Maciej Janicki (University of Helsinki), Mari Sarv (Estonian Literary Museum)

Text Similarity in Oral Runosong Tradition: Towards a Large-Scale Quantitative Analysis

Oral poetry in general is characterized by the composition method where the traditional elements and structures (formulae) are combined into the coherent wholes in the process of performance according to the circumstances (see for example Foley 1995, Honko 2000). On the one hand, this leads to the recurrent use of word pairs, lines, motifs, plots in the circulation. On the other hand, flexible variation enables tradition to gradually adapt to the changes in language, environment and mindset (Sarv 2008). Texts collected from oral tradition are typically not independent, individual creations. Instead, they string together motifs and formulae that circulate in the tradition, and thus individual collected texts bear a lot of partial similarities to each other, forming a dense network of intertextual relationships.

In the project “Formulaic intertextuality, thematic networks and poetic variation across regional cultures of Finnic oral poetry”, we apply computational methods to study intertextuality and text similarity within Finnic oral folk poetry collections. In general, detection of similar content units is complicated in case of this material due to the dialectal variation of the poetic idiom. In this presentation, we take a look at the Estonian Runosongs Database, which currently contains around 100,000 texts. Among those, automatic text similarity computation, based on combination of verse similarity (Janicki et al. 2022) and alignment similarity calculations, found around 7.2 million pairs of texts that overlap in some parts.

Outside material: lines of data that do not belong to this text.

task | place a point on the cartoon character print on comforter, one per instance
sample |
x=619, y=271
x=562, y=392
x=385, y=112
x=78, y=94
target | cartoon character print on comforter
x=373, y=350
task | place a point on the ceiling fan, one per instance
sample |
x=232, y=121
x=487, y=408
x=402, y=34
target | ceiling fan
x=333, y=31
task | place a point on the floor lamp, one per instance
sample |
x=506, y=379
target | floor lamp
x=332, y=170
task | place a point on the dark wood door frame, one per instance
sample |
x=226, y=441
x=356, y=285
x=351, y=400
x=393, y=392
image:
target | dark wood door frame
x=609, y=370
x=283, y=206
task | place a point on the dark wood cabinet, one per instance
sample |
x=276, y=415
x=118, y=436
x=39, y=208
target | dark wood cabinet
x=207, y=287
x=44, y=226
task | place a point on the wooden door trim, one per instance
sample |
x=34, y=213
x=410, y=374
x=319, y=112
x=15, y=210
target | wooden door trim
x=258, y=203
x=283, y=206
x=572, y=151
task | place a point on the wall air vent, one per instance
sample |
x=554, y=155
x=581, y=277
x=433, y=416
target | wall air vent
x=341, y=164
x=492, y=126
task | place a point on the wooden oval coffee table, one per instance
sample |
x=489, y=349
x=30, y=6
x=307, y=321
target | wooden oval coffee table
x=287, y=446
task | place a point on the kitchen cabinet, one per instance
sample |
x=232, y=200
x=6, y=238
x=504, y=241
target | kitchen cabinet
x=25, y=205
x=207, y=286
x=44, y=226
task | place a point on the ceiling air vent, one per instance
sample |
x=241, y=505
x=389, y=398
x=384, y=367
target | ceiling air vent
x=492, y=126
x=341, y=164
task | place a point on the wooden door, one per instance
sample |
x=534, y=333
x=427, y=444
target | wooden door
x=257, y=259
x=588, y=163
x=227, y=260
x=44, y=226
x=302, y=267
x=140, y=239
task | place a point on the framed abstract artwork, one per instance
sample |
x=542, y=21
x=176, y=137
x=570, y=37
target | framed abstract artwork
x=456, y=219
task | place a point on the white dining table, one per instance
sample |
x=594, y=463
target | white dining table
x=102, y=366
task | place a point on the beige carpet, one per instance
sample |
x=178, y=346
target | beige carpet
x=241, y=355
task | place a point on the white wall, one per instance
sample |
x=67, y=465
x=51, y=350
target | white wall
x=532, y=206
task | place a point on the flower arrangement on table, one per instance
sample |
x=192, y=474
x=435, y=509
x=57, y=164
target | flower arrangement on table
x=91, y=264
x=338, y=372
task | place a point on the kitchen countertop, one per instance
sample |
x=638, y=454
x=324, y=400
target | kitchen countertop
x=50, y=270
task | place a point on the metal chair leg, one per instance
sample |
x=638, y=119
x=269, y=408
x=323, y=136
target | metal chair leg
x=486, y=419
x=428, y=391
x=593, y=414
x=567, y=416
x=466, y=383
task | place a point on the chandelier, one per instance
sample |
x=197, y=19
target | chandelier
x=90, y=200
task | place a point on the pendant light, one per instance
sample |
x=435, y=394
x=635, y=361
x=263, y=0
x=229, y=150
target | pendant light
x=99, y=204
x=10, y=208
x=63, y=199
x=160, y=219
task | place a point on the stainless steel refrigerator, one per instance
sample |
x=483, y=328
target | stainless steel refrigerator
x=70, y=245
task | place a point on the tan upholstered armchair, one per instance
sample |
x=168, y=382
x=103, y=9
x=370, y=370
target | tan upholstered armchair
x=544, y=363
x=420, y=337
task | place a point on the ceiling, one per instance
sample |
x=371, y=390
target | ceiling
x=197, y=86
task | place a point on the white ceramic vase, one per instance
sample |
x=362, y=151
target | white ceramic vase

The distribution of computed similarity scores reveals a continuum, with a fluid transition from exact duplicates, through “almost same texts”, texts overlapping in a major part, all the way through texts related only via the use of a few lines. While a classification of the different degrees of similarity could be desirable, initial exploration of the examples shows how difficult it is to define boundaries between the different stages.

Further, we study the distribution of the number of neighbors (similar poems) to a poem. The analysis reveals that the distribution is very skewed, with a few poems having thousands of neighbors, while the median number being 31. We also discovered a partial trend in that poems that have a highly similar neighbor tend to have more neighbors overall. In other words, high similarities typically do not occur in isolation, but are accompanied with lower similarities.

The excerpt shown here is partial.